Especially these jackets that ace style and technical function:
EverTherm Down Jacket – $297
Fall 2017 saw the visionary release of EB’s Evertherm Down Jacket— the most award-winning piece of apparel in the history of the brand. What’s so cool about goose down is that it doesn’t require being quilted. Instead, the down is bonded to two thin scrim layers of fabric so it’s a sheet of warmth. (It won an ISPO Red Dot award… nbd.)

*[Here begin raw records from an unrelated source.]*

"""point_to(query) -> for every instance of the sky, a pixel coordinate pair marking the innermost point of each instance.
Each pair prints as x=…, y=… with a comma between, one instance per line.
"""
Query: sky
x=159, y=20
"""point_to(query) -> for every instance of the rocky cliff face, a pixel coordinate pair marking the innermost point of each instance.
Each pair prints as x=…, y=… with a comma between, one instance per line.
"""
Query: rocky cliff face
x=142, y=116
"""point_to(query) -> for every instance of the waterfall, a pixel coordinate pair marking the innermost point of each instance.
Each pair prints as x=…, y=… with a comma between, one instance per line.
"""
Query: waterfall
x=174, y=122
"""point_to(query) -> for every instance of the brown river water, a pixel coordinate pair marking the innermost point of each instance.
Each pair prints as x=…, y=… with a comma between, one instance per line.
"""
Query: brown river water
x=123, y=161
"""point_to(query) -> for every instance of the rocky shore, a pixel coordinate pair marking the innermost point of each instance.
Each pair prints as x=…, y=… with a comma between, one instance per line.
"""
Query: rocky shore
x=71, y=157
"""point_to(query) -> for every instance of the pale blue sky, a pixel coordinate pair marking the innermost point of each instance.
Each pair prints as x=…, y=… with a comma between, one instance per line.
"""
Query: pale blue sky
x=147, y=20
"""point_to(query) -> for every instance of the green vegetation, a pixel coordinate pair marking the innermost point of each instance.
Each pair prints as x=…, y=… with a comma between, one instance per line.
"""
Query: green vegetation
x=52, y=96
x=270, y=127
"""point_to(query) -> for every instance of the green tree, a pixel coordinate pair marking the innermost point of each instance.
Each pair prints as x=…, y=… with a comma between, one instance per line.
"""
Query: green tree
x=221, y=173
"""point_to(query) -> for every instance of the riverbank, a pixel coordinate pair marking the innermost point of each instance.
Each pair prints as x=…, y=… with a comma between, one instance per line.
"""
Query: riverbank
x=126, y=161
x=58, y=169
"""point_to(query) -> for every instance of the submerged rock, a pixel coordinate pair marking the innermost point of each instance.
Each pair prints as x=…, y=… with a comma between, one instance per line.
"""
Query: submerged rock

1936 Skyliner Model Down Jacket – $139
As the name indicates, this super-trendy lifestyle jacket is a throwback to the first down jacket made by Eddie Bauer: The Skyliner. While most brands started using down for huge puffy parkas and serious winter coats, EB came out with this Goldilocks jacket fawned over by mountaineers. Today, it’s warm as ever but still fits in on the urban street.
BC Alpine Lite – $262
Spring in the Teton’s anyone? This piece of technical magic is a lightweight, three-layer waterproof jacket. Seth Waterfall, an Eddie Bauer Alpine Climbing Guide, tested the BC Alpine Lite while teaching an Avalanche Level 1 course at Crystal Mountain Ski Area. His thoughts: “My group ascended from the base area at Crystal in a heavy snowstorm. After the first 20 minutes of skinning uphill, everyone else was wet, either from sweat or from the snow melting and soaking through their jackets. The precip was beading on my jacket and the breathability allowed me to keep relatively cool while ascending.”